Member of the New South Wales Legislative Assembly for Wollondilly
- Incumbent
- Assumed office 25 March 2023
- Preceded by: Nathaniel Smith

Mayor of Wollondilly
- In office 26 September 2016 – 17 December 2018
- Preceded by: Simon Landow
- Succeeded by: Matthew Deeth
- In office 16 April 2007 – 13 September 2008
- Preceded by: Phil Costa
- Succeeded by: Michael Banasik

Councillor of Wollondilly Shire for North Ward
- In office 27 March 2004 – 14 September 2024

Personal details
- Born: Judy Irvine
- Party: Independent
- Other political affiliations: Liberal (2000s)
- Occupation: Optometrist

= Judy Hannan =

Australian politician

Judith Anne Hannan (née Irvine) is an Australian politician. She was elected a member of the New South Wales Legislative Assembly representing Wollondilly as an Independent in 2023.

==Political career==
She was the unsuccessful Liberal candidate in the 2001 Auburn state by-election. She then unsuccessfully contested Granville at the 2003 New South Wales state election.

In 2004, she ran for Wollondilly Shire in North Ward.

In the 2011 New South Wales state election, Hannan contested Wollondilly for the Hatton's Independent Team but came in third place.
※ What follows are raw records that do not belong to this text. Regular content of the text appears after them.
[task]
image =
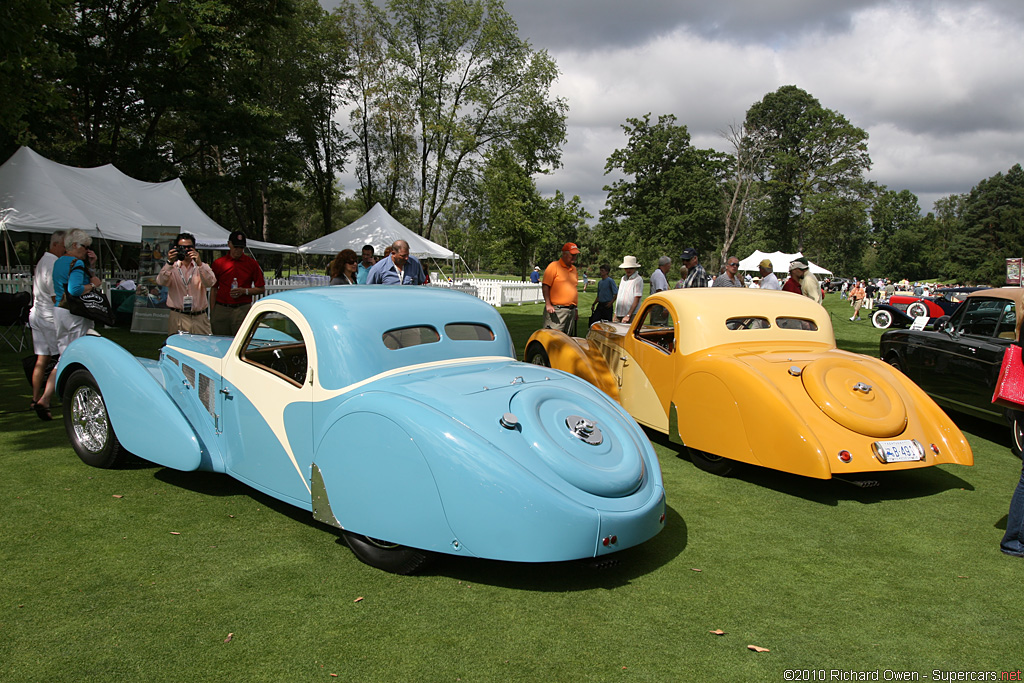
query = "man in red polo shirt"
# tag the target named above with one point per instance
(239, 278)
(561, 291)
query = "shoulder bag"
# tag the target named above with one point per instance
(93, 305)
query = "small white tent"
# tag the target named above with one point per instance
(41, 196)
(379, 228)
(779, 262)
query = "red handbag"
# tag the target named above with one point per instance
(1010, 385)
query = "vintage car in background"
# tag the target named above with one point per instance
(755, 377)
(901, 309)
(957, 361)
(396, 414)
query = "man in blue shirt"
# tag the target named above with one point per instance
(397, 268)
(365, 264)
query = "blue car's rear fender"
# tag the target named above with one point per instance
(144, 418)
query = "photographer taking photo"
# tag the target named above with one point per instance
(186, 279)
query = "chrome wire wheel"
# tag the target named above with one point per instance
(88, 418)
(88, 424)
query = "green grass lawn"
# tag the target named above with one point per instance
(145, 573)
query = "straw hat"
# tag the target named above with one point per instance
(630, 262)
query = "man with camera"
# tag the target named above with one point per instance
(186, 279)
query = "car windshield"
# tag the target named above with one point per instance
(986, 317)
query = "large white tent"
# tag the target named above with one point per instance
(779, 262)
(41, 196)
(379, 228)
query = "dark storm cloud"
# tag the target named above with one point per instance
(595, 24)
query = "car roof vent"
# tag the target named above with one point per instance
(189, 373)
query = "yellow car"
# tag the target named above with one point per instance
(741, 375)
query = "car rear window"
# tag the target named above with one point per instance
(412, 336)
(468, 332)
(759, 323)
(797, 324)
(748, 323)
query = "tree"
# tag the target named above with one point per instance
(897, 229)
(740, 187)
(471, 83)
(811, 151)
(992, 228)
(670, 198)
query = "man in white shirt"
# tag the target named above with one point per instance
(658, 281)
(768, 279)
(44, 331)
(630, 291)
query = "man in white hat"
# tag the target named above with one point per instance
(630, 291)
(768, 279)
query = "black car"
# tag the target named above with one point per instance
(957, 361)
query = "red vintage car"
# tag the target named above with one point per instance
(901, 309)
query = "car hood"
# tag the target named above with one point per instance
(566, 425)
(855, 391)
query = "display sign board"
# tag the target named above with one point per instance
(1014, 271)
(150, 312)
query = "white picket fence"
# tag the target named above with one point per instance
(498, 292)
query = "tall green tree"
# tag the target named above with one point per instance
(811, 152)
(472, 83)
(992, 228)
(670, 197)
(898, 231)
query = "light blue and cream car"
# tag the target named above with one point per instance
(397, 414)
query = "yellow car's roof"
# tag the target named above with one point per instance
(702, 316)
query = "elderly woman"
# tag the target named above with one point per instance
(73, 274)
(344, 267)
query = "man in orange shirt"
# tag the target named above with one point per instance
(561, 291)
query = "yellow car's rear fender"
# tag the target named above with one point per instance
(726, 408)
(572, 355)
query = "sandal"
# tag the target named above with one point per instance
(43, 412)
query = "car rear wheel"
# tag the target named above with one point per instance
(883, 319)
(916, 309)
(538, 356)
(387, 556)
(88, 424)
(712, 463)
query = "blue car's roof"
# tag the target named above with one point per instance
(349, 323)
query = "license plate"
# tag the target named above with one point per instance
(899, 452)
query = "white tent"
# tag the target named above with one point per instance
(41, 196)
(779, 261)
(379, 228)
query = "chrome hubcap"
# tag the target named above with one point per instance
(88, 418)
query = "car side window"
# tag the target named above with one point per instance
(275, 345)
(1007, 327)
(411, 336)
(657, 328)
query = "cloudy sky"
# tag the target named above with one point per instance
(938, 86)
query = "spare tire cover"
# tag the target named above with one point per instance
(612, 468)
(855, 395)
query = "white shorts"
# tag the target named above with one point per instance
(70, 327)
(44, 334)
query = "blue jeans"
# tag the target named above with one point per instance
(1013, 542)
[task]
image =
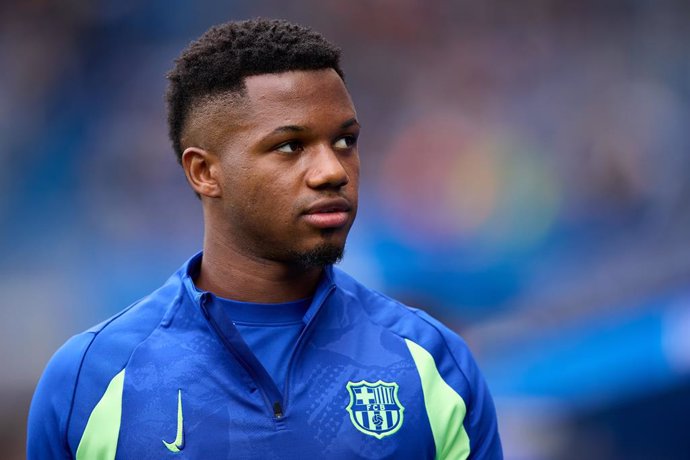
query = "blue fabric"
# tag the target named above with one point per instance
(179, 340)
(270, 330)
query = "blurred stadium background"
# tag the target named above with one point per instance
(525, 179)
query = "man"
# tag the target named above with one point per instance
(257, 348)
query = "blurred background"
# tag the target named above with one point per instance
(525, 179)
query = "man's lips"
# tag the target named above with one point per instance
(328, 213)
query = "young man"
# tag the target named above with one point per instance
(257, 348)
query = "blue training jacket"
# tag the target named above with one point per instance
(170, 377)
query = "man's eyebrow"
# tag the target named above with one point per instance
(349, 123)
(289, 128)
(299, 129)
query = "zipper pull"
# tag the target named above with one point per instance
(277, 409)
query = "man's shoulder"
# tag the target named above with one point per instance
(105, 347)
(412, 323)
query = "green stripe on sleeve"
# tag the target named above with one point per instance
(444, 406)
(99, 441)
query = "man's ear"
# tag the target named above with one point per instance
(201, 168)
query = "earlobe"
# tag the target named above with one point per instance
(200, 167)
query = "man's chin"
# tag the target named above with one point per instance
(319, 256)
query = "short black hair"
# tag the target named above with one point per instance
(220, 60)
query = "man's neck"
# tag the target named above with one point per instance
(232, 275)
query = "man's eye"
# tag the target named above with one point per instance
(345, 142)
(289, 147)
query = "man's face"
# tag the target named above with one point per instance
(289, 169)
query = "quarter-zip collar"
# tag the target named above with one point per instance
(223, 326)
(323, 289)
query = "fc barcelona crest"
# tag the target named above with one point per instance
(374, 407)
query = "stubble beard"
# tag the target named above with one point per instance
(319, 256)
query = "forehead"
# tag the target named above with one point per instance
(297, 97)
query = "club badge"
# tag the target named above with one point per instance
(374, 407)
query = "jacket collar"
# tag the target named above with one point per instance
(190, 270)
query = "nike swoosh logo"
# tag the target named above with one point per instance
(178, 444)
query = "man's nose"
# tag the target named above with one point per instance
(326, 169)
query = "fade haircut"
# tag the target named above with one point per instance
(219, 61)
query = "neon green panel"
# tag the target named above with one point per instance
(99, 441)
(445, 408)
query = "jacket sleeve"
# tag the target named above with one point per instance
(52, 402)
(460, 372)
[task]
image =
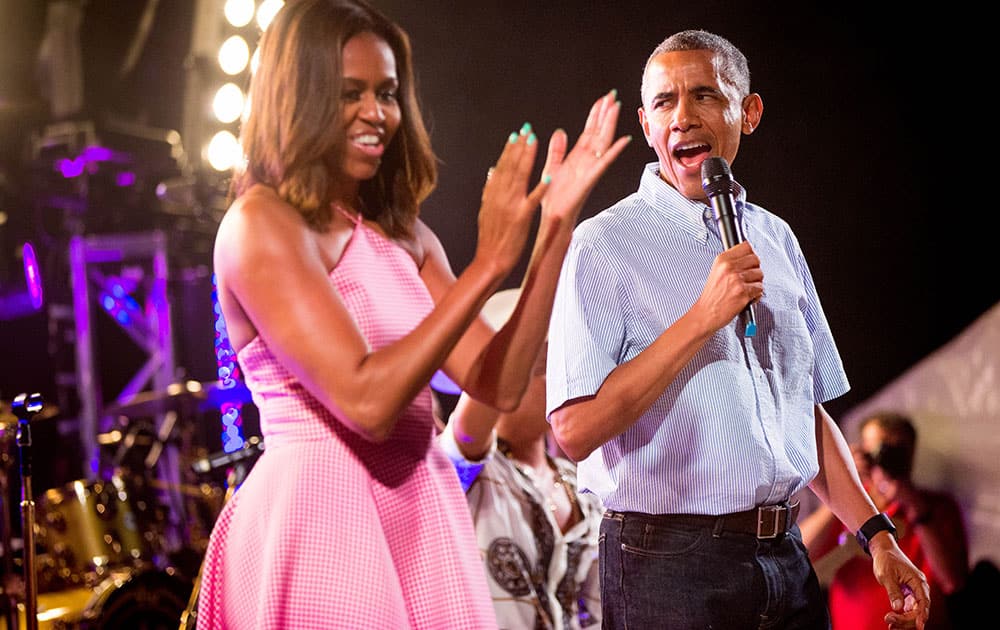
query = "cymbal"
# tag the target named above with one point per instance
(186, 397)
(7, 415)
(177, 397)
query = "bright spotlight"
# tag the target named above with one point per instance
(228, 103)
(224, 151)
(234, 55)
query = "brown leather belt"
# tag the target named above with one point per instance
(764, 522)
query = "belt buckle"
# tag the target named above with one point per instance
(776, 526)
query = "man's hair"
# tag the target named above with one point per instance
(896, 453)
(732, 63)
(293, 136)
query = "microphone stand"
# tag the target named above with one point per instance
(10, 601)
(25, 406)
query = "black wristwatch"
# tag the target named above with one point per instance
(878, 523)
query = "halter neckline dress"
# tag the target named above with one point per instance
(330, 530)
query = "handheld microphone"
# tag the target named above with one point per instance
(717, 182)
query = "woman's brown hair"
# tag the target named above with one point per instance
(292, 135)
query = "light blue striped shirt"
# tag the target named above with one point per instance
(736, 427)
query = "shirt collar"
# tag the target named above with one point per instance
(693, 217)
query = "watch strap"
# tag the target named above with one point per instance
(878, 523)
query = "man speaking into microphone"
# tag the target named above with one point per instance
(694, 428)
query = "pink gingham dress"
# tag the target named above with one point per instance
(329, 530)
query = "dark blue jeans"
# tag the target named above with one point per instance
(684, 577)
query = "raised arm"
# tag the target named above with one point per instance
(495, 369)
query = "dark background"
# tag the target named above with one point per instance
(874, 123)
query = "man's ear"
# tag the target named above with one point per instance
(644, 124)
(753, 110)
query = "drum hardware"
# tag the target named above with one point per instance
(177, 397)
(251, 448)
(189, 618)
(25, 407)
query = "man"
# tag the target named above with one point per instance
(694, 435)
(929, 526)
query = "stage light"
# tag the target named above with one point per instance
(21, 300)
(239, 12)
(266, 12)
(224, 151)
(234, 55)
(228, 103)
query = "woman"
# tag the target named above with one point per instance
(341, 304)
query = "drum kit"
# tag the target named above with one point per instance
(104, 553)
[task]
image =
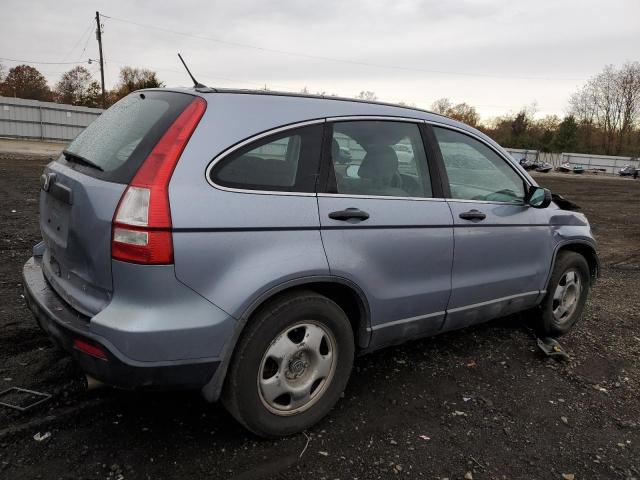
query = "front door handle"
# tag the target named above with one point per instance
(473, 215)
(349, 214)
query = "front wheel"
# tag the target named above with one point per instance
(566, 295)
(291, 365)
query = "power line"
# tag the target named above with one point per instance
(41, 63)
(78, 42)
(331, 59)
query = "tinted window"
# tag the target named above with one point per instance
(379, 158)
(475, 171)
(122, 137)
(285, 162)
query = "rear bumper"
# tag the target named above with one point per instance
(64, 325)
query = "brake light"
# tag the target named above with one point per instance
(141, 229)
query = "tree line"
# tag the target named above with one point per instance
(75, 87)
(603, 116)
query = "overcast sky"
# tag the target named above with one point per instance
(497, 55)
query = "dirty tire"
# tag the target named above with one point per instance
(243, 392)
(543, 318)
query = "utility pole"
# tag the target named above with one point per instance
(99, 38)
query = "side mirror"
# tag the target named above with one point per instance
(538, 197)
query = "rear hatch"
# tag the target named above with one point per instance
(82, 188)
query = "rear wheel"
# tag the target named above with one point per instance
(566, 295)
(291, 365)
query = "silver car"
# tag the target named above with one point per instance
(249, 244)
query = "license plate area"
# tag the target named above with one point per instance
(55, 222)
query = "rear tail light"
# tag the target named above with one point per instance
(141, 231)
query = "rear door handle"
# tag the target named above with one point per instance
(349, 214)
(474, 215)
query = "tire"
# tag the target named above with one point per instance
(300, 345)
(549, 319)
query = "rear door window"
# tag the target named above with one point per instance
(121, 138)
(475, 171)
(379, 158)
(286, 162)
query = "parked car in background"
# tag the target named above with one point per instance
(628, 171)
(199, 238)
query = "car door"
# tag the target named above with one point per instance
(502, 245)
(385, 226)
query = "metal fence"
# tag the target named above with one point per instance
(601, 163)
(34, 120)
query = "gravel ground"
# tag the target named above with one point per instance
(481, 403)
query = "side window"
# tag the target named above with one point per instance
(287, 161)
(381, 158)
(475, 171)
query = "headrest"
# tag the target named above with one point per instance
(380, 162)
(335, 150)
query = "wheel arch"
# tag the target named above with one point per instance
(342, 291)
(584, 248)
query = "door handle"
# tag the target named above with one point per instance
(349, 214)
(473, 215)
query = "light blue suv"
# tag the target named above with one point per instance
(249, 244)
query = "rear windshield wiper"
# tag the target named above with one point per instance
(74, 157)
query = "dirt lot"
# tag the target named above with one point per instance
(483, 400)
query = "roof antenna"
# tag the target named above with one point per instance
(196, 84)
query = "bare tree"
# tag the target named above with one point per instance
(463, 112)
(442, 106)
(25, 81)
(132, 79)
(611, 101)
(629, 91)
(77, 87)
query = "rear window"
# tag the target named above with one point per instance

Prior to the 2019 New South Wales state election, she had been courted as a possible Liberal candidate by then-Premier Gladys Berejiklian. Nathaniel Smith was selected as the Liberal candidate for Wollondilly instead. Hannan ran as an independent against Smith, achieving 44.5% of the two-party preferred vote. In the 2023 election, she ran again as an independent and was supported by the teal-aligned Climate 200.